Montag, 10. Mai 2004

Angst nach EU-Erweiterung: 90% fordern mehr Maßnahmen gegen organisierte Banden

  • Polen stellt in der Statistik die meisten Verdächtigen
  • Unternehmer im Osten fürchten sich vor Dieben

70 Prozent der ostösterreichischen Unternehmen sind über die Kriminalitätsentwicklung besorgt und stellen diese in den Zusammenhang mit der vor 10 Tagen erfolgten EU-Erweiterung. An die 90 Prozent halten Maßnahmen gegen Einbruchsdiebstahl und Organisierte Kriminalität für besonders wichtig, für 77 Prozent soll mehr gegen den Ladendiebstahl getan werden.

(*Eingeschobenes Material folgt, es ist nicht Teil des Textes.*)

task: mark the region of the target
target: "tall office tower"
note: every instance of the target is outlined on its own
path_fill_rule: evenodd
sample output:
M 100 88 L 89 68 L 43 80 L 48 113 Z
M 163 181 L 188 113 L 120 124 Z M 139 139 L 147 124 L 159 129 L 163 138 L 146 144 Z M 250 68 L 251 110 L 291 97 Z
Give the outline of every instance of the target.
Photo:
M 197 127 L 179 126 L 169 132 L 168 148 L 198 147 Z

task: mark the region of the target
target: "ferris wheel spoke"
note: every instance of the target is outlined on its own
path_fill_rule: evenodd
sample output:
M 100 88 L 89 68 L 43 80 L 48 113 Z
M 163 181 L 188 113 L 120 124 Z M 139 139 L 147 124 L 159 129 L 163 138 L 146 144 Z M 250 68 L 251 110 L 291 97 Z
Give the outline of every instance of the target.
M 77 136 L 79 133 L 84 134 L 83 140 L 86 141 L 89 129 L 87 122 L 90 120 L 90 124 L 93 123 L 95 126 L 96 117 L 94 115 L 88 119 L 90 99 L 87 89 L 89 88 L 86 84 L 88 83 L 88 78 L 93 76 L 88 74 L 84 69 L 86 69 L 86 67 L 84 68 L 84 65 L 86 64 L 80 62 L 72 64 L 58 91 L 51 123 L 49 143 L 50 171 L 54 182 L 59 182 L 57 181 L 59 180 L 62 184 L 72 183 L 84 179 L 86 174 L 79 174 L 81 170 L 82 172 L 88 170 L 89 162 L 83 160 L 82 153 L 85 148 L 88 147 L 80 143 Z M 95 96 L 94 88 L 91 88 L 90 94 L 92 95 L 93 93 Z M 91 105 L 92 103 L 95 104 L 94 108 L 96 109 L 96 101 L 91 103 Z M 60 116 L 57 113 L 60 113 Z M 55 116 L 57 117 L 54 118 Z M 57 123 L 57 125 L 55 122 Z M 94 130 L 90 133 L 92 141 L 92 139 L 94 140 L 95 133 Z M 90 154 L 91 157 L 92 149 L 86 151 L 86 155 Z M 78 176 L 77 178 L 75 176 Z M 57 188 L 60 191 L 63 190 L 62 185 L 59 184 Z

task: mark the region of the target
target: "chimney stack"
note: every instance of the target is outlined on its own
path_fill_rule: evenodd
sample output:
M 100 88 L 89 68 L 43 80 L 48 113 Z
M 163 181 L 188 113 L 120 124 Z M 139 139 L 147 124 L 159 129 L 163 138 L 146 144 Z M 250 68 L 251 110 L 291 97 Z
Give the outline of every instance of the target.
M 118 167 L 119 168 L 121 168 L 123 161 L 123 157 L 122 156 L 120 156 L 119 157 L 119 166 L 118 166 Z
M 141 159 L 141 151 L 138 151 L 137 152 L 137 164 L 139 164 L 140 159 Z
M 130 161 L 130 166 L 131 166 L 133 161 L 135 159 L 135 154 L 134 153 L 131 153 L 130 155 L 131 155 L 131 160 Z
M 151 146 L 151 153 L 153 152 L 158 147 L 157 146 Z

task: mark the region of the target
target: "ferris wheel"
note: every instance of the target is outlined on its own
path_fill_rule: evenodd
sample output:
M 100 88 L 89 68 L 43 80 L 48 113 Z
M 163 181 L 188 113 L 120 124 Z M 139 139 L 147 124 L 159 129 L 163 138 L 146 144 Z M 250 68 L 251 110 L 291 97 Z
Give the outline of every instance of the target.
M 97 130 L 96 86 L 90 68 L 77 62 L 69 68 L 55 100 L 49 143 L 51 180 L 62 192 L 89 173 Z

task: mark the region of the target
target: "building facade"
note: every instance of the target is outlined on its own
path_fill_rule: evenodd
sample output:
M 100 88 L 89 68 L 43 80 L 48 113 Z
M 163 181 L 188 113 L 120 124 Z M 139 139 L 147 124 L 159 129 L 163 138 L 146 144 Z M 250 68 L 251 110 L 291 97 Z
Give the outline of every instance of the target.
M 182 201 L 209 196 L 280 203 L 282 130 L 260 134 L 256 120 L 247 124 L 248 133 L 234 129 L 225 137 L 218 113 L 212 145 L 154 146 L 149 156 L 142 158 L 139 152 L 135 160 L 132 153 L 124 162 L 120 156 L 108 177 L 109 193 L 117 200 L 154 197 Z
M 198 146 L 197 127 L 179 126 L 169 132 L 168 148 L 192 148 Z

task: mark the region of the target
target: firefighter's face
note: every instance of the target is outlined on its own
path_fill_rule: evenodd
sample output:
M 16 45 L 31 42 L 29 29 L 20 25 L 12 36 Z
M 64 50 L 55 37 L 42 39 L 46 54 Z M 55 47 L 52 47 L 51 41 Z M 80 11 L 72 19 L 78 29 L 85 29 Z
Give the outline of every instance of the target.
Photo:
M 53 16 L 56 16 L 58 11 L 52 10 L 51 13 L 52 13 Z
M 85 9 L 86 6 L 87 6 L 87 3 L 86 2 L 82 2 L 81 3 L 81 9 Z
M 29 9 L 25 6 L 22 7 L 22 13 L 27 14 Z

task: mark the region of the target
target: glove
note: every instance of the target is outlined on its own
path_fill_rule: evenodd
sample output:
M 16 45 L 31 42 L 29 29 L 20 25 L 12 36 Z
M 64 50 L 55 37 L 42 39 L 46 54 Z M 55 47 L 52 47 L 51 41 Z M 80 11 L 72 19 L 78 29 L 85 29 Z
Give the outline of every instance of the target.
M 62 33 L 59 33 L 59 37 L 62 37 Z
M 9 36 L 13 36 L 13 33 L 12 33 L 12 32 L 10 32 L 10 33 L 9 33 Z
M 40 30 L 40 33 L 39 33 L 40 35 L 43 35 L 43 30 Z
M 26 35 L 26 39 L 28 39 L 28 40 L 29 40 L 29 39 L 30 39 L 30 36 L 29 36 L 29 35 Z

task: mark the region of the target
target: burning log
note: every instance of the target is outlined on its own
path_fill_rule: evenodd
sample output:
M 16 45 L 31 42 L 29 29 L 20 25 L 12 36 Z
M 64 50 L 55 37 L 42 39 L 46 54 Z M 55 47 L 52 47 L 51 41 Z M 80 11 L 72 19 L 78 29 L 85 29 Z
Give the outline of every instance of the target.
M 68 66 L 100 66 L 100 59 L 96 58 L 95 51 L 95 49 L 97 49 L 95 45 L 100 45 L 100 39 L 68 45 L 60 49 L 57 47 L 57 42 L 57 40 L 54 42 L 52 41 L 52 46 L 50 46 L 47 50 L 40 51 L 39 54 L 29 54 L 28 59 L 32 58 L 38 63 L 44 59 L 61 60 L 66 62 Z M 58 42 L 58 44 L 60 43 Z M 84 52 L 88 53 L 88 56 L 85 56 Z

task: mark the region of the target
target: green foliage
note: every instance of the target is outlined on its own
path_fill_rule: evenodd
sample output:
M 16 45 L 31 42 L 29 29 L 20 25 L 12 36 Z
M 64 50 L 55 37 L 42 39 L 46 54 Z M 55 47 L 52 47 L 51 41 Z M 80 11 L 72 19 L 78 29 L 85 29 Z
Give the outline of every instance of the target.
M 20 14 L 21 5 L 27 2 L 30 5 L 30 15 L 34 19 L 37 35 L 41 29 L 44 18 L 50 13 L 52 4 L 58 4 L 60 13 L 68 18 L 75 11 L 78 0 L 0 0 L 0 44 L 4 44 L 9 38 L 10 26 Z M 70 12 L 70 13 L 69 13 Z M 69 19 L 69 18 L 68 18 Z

Dies geht aus einer am Montag veröffentlichten Umfrage des Linzer market-Instituts hervor, die Ende April unter 400 Unternehmen in allen Bundesländern mit Ausnahme Salzburgs, Tirols und Vorarlbergs durchgeführt worden ist. Wirtschaftskammer-Chef Leitl und Innenminister Strasser nahmen die Zahlen zum Anlass, um eine Informations- und Aufklärungsoffensive anzukündigen.

Strasser räumte am Montag ein, dass es seit etwa einem Jahr zu einem deutlichen Anstieg der "importierten Kriminalität" gekommen sei. Nach umfangreichen Reformen innerhalb der Exekutive gebe es mittlerweile eine "gewisse Entlastung", sagte Strasser.

Die am gleichen Tag veröffentlichte Kriminalitätstatistik für April zeige, "dass wir am richtigen Weg, wenn auch noch nicht am Ziel sind." Der Anstieg der Kriminalitätszahlen seit vergangenem Jahr gehe aber nicht auf Bürger der neuen EU-Staaten zurück, unterstrich Strasser. Das Gros der ausländischen Straftäter komme aus deren östlichen Nachbarländern oder vom Balkan.

In der Statistik der ausländischen Tatverdächtigen stellt Polen die meisten Verdächtigen unter den neuen EU-Ländern, rangiert in einer Liste der Herkunftsländer mit 0,9 Prozent aber erst an 7. Stelle.